Investigations by the European Union’s competition watchdog have revealed Belgium has been granting illegal tax breaks to some companies for over a decade. The EU executive now wants Brussels to recover those benefits.
The European Commission on Monday ordered Belgium to recover some 700 million euros ($760 million) in illegal tax breaks form 35 multinational companies.
EU Competition Commissioner Margrethe Vestager said the tax advantage had only been given to a few select firms which distorted competition by putting smaller, non-multinational companies “on an unequal footing.”
The EU executive found that Belgian firms and stand-alone companies had not been able to benefit from a Belgium tax break scheme in place since 2005.
Investigations against Belgium were launched in February of last year and were part of a wider European and global crackdown on corporate tax avoidance. Such schemes reduce companies’ tax liability by deducting excess profits – accrued as a result of belonging to a multinational group – from their taxable profits.

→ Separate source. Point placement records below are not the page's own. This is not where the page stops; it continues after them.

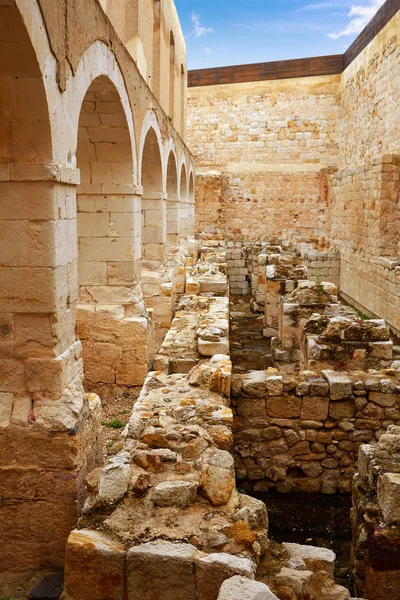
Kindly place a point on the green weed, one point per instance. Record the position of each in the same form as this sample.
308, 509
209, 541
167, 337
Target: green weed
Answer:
113, 424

Belgium stopped signing firms up to the scheme when the Commission started its investigations. But those enterprises already benefiting from the system continued to do so, the competition watchdog found.
Margrethe Vestager said Monday it was up to the Belgian government to name the companies in question, but she noted they were mainly European.
Over the past few months, the EU executive has scrutinized several EU member states, including the Netherlands and Luxembourg, targeting companies like Fiat and Starbucks. Three more tax probes are ongoing.